Select relevant features with PCA and K-MEANS

I am trying to understand PCA and K-Means algorithms in order to extract some relevant features from a set of features.

I don't know what branch of computer science study these topics, seems on internet there aren't good resources, just some paper that I don't understand well. An example of paper http://www.ifp.illinois.edu/~qitian/e_paper/icip02/icip02.pdf

I have csv files of pepole walks composed as follow:

TIME, X, Y, Z, these values are registred by the accelerometer

What I did

I transformed the dataset as a table in Python
I used tsfresh, a Python library, to extract from each walk a vector of features, these features are a lot, 2k+ features from each walk.
I have to use PFA, Principal Feature Analysis, to select the relevant features from the set of vectors features

In order to do the last point, I have to reduce the dimension of the set of features walks with PCA (PCA will make the data different from the original one cause it modifies the data with the eigenvectors and eigenvalues of the covariance matrix of the original data). Here I have the first question:

How the input of PCA should look? The rows are the number of walks and the columns are the features or viceversa, so the rows are the number of the features and the columns are the number of walks of pepole?

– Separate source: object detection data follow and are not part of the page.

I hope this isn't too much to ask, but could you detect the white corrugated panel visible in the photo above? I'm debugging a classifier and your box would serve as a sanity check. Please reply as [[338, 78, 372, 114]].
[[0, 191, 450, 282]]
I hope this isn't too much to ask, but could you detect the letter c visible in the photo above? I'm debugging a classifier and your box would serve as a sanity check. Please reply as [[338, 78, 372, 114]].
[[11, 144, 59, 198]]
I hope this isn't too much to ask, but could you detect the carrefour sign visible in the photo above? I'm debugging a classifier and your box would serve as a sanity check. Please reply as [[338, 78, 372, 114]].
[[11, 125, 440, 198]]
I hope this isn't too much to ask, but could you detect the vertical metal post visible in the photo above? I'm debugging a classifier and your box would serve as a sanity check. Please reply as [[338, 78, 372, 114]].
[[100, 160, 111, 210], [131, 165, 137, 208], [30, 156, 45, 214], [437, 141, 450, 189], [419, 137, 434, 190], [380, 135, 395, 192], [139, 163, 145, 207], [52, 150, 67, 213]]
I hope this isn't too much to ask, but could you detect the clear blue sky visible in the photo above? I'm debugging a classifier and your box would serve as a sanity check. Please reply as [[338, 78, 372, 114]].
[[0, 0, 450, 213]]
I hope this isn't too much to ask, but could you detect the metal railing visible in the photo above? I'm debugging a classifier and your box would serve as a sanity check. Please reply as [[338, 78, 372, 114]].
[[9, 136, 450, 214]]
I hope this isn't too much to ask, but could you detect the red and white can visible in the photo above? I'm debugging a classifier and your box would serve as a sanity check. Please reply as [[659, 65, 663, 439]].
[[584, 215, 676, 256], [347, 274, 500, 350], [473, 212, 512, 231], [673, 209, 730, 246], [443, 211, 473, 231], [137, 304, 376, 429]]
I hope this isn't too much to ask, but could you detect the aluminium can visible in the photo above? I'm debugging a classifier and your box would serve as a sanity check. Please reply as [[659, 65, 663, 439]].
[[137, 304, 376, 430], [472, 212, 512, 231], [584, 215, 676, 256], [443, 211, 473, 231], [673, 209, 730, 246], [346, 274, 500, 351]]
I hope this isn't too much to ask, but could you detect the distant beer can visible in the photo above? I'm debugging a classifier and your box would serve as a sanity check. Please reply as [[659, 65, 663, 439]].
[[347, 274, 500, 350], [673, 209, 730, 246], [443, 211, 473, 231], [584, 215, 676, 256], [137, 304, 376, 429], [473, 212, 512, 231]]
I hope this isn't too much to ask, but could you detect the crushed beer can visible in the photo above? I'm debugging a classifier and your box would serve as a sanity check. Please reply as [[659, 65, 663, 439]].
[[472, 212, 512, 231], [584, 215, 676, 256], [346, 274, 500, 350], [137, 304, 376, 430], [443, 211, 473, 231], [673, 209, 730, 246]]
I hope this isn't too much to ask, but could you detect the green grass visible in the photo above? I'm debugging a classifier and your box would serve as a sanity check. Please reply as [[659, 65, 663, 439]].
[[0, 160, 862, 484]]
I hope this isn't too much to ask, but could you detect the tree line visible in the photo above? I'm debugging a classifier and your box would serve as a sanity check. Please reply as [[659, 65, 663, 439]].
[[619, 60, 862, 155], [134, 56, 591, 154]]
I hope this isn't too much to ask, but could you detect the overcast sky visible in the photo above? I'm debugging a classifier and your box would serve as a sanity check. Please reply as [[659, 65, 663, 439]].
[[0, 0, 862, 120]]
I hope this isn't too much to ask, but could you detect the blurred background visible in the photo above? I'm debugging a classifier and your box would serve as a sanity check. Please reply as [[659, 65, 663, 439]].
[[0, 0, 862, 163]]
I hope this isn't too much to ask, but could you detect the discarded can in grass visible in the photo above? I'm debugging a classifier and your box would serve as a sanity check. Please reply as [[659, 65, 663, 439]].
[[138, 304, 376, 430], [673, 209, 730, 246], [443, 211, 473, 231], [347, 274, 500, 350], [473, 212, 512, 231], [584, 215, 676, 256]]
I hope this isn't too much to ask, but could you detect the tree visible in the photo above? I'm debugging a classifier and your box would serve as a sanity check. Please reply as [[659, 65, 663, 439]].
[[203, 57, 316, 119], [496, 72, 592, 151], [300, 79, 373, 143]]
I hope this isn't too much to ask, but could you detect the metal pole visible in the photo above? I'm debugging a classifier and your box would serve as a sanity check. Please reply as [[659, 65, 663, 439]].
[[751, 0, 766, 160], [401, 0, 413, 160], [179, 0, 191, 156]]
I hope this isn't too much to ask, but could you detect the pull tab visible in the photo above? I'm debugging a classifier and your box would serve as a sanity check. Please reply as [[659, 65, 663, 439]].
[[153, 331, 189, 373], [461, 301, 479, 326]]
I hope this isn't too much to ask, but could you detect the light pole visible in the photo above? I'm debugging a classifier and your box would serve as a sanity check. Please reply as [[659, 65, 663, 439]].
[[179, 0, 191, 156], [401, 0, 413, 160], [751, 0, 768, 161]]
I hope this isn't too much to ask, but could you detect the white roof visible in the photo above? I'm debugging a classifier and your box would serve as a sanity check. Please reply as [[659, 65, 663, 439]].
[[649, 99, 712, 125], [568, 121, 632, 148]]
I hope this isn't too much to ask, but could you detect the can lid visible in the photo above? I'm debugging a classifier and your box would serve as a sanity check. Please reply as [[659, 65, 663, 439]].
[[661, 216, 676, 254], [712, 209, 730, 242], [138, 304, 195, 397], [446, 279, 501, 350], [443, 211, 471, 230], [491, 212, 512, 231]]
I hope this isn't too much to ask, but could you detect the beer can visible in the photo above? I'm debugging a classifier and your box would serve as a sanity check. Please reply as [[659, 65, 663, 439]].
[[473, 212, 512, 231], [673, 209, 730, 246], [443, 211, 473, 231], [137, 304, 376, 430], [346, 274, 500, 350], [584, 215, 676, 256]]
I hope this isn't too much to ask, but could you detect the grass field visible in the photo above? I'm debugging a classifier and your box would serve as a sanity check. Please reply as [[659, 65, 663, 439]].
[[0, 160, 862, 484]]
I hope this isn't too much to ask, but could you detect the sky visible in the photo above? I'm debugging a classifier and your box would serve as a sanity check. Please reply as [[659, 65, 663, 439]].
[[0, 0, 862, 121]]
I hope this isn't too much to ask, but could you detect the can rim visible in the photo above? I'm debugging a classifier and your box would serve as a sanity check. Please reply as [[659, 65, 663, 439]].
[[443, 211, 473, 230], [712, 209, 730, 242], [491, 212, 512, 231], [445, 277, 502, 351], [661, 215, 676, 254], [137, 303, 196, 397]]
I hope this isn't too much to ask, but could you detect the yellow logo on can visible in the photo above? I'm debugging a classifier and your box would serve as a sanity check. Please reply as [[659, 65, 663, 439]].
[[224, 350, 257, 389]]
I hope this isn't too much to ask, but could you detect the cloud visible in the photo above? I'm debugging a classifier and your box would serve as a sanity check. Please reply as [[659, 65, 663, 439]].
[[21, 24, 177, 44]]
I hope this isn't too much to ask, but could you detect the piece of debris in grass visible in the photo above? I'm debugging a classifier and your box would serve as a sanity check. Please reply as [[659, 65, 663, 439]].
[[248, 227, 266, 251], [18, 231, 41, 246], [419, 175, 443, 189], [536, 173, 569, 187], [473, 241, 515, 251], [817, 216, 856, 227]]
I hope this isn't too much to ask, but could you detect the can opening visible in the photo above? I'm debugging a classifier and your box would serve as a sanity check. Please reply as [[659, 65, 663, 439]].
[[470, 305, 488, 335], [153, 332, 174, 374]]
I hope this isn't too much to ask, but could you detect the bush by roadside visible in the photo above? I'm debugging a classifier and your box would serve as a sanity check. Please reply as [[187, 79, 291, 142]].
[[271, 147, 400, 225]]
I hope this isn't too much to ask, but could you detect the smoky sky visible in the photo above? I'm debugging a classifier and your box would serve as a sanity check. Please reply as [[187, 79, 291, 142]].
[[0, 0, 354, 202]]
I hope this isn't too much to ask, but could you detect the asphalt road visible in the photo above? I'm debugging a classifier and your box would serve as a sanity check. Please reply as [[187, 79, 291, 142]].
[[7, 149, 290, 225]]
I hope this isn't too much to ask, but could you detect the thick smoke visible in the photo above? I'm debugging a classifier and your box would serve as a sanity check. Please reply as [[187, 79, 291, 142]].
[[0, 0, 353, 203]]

After I reduced this data, I should use the K-Means algorithm on the reduced 'features' data. How the input should look in the K-Means? And what's the propouse on using this algorithm? All I know this algorithm it's used to 'cluster' some data, so in each cluster there are some 'points' based on some rule. What I did and think is:

If I use in PCA an input that looks like: the rows are the number of walks and the columns are the number of features, then for K-Means I should change the columns with rows cause in this way each point it's a feature (but this is not the original data with the features, it's just the reduced one, so I don't know). So then for each cluster I see with euclidean distance who has the lower distance from the centroid and select that feature. So how many clusters I should declare? If I declare that the clusters are the same as the number of features, I will extract always the same number of features. How can I say that a point in the reduced data correspond to this feature in the original set of features?

I know it's not correct what I am saying maybe, but I am trying to understand it, can some of you help me? If am I in the right way? Thanks!

Solution

For the PCA, make sure you separate the understanding of the method the algorithm uses (eigenvectors and such) and the result. The result, is a linear mapping, mapping the original space A, to A', where possibly, the dimension (number of features in your case) is less than the original space A.

So the first feature/element in space A', is a linear combination of features of A.

The row/column depends on implementation, but if you use scikit PCA the columns are the features.

You can feed the PCA output, the A' space, to K-means, and it will cluster them, based on a space of usually reduced dimension.

Each point will be part of a cluster, and the idea is that if you would calculate K-Means on A, you would probably end up with the same/similar clusters like with A'. Computationally A' is a lot cheaper. You now have a clustering, on A' and A. As we agree that points similar in A' are also similar in A.

The number of clusters is difficult to answer, if you don't know anything search the elbow method. But say you want to get a sense of different type of things you have, I argue go for 3~8 and not too much, compare 2-3 points closest to each center, and you have something consumable. The number of features can be larger than the number of clusters. e.g. If we want to know the most dense area in some area (2D) you can easily have 50 clusters, to get a sense where 50 cities could be. Here we have number of cluster way higher than space dimension, and it makes sense.